S'endormir au son de la voix de son père qui, assis devant la cheminée, gratte des mélodies douces comme du velours de ses mains laborieuses. Tels sont les premiers souvenirs qu'Alela Diane gardera à jamais en elle. Cela l'a incitée à commencer à écrire ses propres chansons. Avec succès, car entre-temps, la reine de la pop gospel mélancolique en est déjà à son septième album solo, Who's Keeping Time. Ceux qui étaient présents à De Roma en 2019 savent qu'il fait bon vivre dans l'univers de l'auteure-compositrice-interprète américaine.
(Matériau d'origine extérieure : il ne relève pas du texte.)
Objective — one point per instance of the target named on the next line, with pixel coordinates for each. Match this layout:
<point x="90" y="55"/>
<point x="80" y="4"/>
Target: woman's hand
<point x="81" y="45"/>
Après le décès de la légende folk Michael Hurley, figure clé de la scène musicale locale et personne qu'elle connaissait bien personnellement, Alela Diana a redécouvert son désir de connexion et de musique live. Cela a été le point de départ de son nouvel album. Alors qu'elle travaillait principalement en solo ces dernières années, elle a cette fois-ci cherché à collaborer. Dans le grenier de sa maison victorienne, elle a invité le batteur Danny Austin-Manning, le bassiste Sebastian Owens et le coproducteur Sam Weber. Anna Tivel, Peter Lalish (Lucius) et des membres de Blind Pilot sont également venus apporter leur contribution.
Le résultat est un album intime et cinématographique dans lequel la voix caractéristique d'Alela vous emporte sans effort dans son univers de deuil et de résurrection. Who's Keeping Time? confirme une fois de plus la place exceptionnelle qu'occupe Alela Diane dans le monde folk contemporain.